Auto-Tune‘un Kısa Hikayesi

Bu yazımızda son dönemde Mumble Rap‘in yükselişiyle tekrar gündeme oturan auto-tune‘un hikayesiyle karşınızdayız.

   Auto-tune kullanımına baktığımızda birbirinden farklı tarzlarda isimleri görmek mümkün. Cher‘den Britney Spears‘a Bon Iver‘den Ezhel‘e kullanılan bu tekniğin etki alanı gittikçe genişledi ve bu akımdan Türkiye de çok geçmeden payını aldı ve hatta Ezhel’in ilk albümü Müphezhel ile yerli hip hop sahnesinin gerçek manada tam orta yerine oturdu.

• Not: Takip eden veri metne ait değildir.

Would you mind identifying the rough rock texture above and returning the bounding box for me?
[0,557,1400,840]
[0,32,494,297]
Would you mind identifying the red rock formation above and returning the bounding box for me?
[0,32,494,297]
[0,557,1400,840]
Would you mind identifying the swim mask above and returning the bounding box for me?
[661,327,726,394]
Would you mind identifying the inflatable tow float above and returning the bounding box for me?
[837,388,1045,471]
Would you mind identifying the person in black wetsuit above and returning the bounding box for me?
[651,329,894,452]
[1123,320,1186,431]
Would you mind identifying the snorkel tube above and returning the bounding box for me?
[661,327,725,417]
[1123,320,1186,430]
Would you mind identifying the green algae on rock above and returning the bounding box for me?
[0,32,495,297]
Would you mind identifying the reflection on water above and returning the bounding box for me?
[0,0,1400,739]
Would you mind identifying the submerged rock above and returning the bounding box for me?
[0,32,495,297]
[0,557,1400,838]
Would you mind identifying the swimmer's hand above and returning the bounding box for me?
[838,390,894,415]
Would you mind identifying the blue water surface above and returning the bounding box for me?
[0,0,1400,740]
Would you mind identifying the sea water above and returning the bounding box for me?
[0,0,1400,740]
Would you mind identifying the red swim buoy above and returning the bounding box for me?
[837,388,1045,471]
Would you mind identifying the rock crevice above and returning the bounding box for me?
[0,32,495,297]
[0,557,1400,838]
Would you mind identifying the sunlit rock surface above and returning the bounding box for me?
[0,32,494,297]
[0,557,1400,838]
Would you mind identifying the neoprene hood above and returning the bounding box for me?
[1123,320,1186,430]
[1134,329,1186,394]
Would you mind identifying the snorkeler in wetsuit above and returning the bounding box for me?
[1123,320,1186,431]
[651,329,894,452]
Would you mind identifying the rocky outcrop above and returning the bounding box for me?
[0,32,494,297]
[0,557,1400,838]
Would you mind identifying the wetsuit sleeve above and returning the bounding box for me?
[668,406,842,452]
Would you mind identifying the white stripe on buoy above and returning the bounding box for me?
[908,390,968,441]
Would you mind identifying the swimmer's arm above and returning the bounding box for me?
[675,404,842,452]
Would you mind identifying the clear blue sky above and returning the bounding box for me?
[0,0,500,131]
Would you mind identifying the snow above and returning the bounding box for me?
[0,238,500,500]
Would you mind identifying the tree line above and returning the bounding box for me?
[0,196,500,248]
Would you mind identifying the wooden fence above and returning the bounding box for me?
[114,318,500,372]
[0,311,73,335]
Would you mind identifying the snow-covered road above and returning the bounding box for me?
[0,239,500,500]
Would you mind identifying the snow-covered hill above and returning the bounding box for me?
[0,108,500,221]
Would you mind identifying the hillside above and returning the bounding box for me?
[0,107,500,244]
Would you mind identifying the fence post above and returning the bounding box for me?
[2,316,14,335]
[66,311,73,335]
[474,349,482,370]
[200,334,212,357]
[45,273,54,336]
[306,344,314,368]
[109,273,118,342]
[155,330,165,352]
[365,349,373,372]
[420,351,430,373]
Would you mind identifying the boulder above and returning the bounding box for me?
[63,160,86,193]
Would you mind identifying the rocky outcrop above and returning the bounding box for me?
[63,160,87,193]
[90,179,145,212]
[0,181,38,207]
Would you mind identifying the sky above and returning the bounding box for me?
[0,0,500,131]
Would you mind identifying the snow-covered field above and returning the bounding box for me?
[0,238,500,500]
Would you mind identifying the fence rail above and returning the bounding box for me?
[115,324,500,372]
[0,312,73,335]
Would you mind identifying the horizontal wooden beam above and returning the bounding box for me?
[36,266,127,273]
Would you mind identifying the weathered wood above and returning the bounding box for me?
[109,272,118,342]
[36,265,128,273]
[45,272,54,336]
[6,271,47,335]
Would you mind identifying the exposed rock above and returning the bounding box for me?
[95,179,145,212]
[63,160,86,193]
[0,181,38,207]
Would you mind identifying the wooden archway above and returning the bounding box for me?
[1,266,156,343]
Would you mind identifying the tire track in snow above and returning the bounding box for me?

Peki iş nasıl bu noktaya geldi?

Auto-Tune‘un çıkış hikayesi


   Bir jeofizikçi Andy Hildebrand’ın hikayesiyle başlıyor auto-tune. Onlarca yıl petrol endüstrisinde çalışan ve bir akşam yemeğinde hayatının geri kalanında neler yapacağını konuşan Hildebrand, sonuçların bu şekilde olacağından habersizdi.
Aynı zamanda usta bir matematikçi olan Andy Hildebrand, hayatının büyük bir bölümünde petrol şirketlerine data sağladı. "Otokorelasyon" olarak bilinen bir formül ile, okyanus dibine ses dalgaları gönderiyor, sonuçlarını yüzeyden kaydediyordu. Bir akşam yemeğinde Hildebrand’ın arkadaşının “Şarkı söylemek istiyorum ama sesim yeterince iyi değil, bunun için bir cihaz istiyorum,” sözleri işi bambaşka bir noktaya getirmişti. Yıllarca petrol arayarak yaşamını sürdüren Hildebrand, birden bire T-Pain, Cher ve Eiffel 65 gibi isimlerin müziğine dokunan bir "müzik insanı"na dönüştü. Çünkü petrol aramak için uyguladığı “Otokorelasyon” sistemi, Antares Audio Company tarafından yapılandırıldı ve Hildebrand tarafından patenti alınarak auto-tune haline geldi.

Peki ne yapar bu Auto-Tune?


   Basit olark auto-tune ses dosyalarını (vokal ve ihtiyaç duyulan tüm enstrümanlarda) zamanlama ve tonlama olarak bozmadan plugin üzerinde belirtilen çizgilerin dışına çıkmamaya odaklı bir yazılımdır. Yani vokal ya da enstruman kanallarındaki entonasyon sorununu, başka bir deyişle detoneleri düzeltmeye yarayan aracı yazılımdır.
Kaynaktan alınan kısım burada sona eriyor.